“Thanks,” I said with a smile, slipping my arms into the sleeves. She’d always taken care of me, and we both knew it. Until that last little escapade of hers, anyway.
She closed the door, took in a big breath, and blew it out. “Okay. Let’s start with location and date. I’m thinking the city, on your actual birthday. Unless you’ve got some better plans back in Bumblefart, Pennsylvania.”
I tried not to bristle at her insult of my hometown. I’d gotten used to it over the past couple of years, but somehow, now that she was of the opinion that I’d never belonged there, what with the Lange blood in my veins, it felt more personal. I might not have loved my hometown of Croton, Pennsylvania, but it was my home. And I did love my family, including my father, who would always be my dad, no matter what.
“No,” I said. “No plans. I think a party in New York would be perfect.”
“Good. I’m so on it.”
As we walked down the hallway toward the stairwell, I felt the weight of the book knocking against my hip over and over again, and I itched to steal back to my room and open it up—check out those notes Elizabeth Williams had written in the margins, see if I recognized any of the other handwriting. Maybe I’d have a chance to do it later, when Noelle wasn’t around. Because even though I didn’t believe in spells, I was sure she would tell me I was ridiculous for caring about these girls who had lived almost a hundred years ago.
But I did. And I was dying to know more about them.

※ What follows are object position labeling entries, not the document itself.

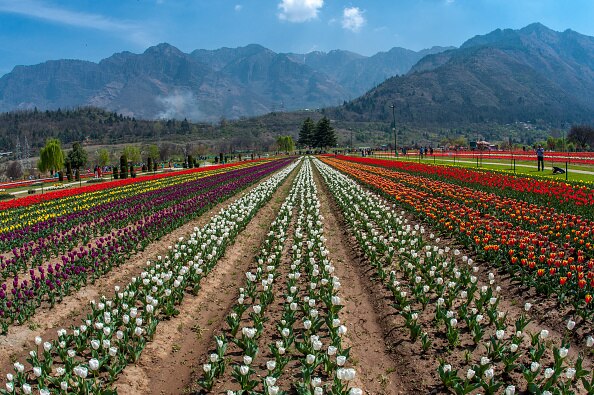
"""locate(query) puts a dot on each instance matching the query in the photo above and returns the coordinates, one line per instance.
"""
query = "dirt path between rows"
(175, 356)
(19, 340)
(366, 314)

“So you bailed from school for two weeks so you could go to some spa in Sedona?” Portia Ahronian said, lifting her fur-lined hood over her head as we walked toward the chapel after breakfast. She tucked her thick black hair inside the hood, untangling some strands that had gotten caught up in one of her many gold necklaces. “What about all your homework? And your tests?”
“Hathaway had them e-mailed to me,” Noelle lied casually, lifting a shoulder. “Perks of your dad helping the headmaster land his job.”
“And why, exactly, did you have to scare the bejesus out of us the night you left?” Astrid Chou asked, popping some contraband cereal from her hand into her mouth. She dusted the sugar from her hands, then slipped on her colorful knit gloves, which she had attached to the sleeves of her purple coat with kiddie-style glove savers, an accessory only quirky Astrid could get away with on an upscale campus like Easton. “I honestly think Amberly almost had a coronary, and as the only one among us who knows CPR, I was not about to go there.”
“Hey!” Amberly protested, her pert pink lips twisted into a pout. “You wouldn’t save my life?”
Astrid shook her black bangs off her face. “Maybe. But only if you promised me that red Chloé bag of yours.”
My friends laughed and I could tell none of them were really still angry with Noelle for the prank she’s pulled on the night of her “disappearance.” Everyone was just glad to have her back, safe and sound. Of course I hadn’t had a chance to tell her that I’d told Ivy Slade she was actually at home with her mom, but that was a flub that could easily be glossed over if Ivy started asking questions.
“Sorry about that, guys,” Noelle said, returning to the subject as our feet crunched over the salted stone walk. “I was just messing with Reed. I owed her one, and you guys just got stuck in the middle. But I promise. No more drama for the rest of the semester.”
“Great. You just jinxed us,” Kiki Rosen said, pausing on the third step of the Easton Chapel and turning around to look at the rest of us. A stiff breeze kicked up her hair, half of which she’d recently dyed neon-green. “We are so screwed.”
She rolled her eyes, but smiled as Astrid hooked her arm through Kiki’s and dragged her inside. Together, the two of them looked like a colorful tear sheet from a comic book.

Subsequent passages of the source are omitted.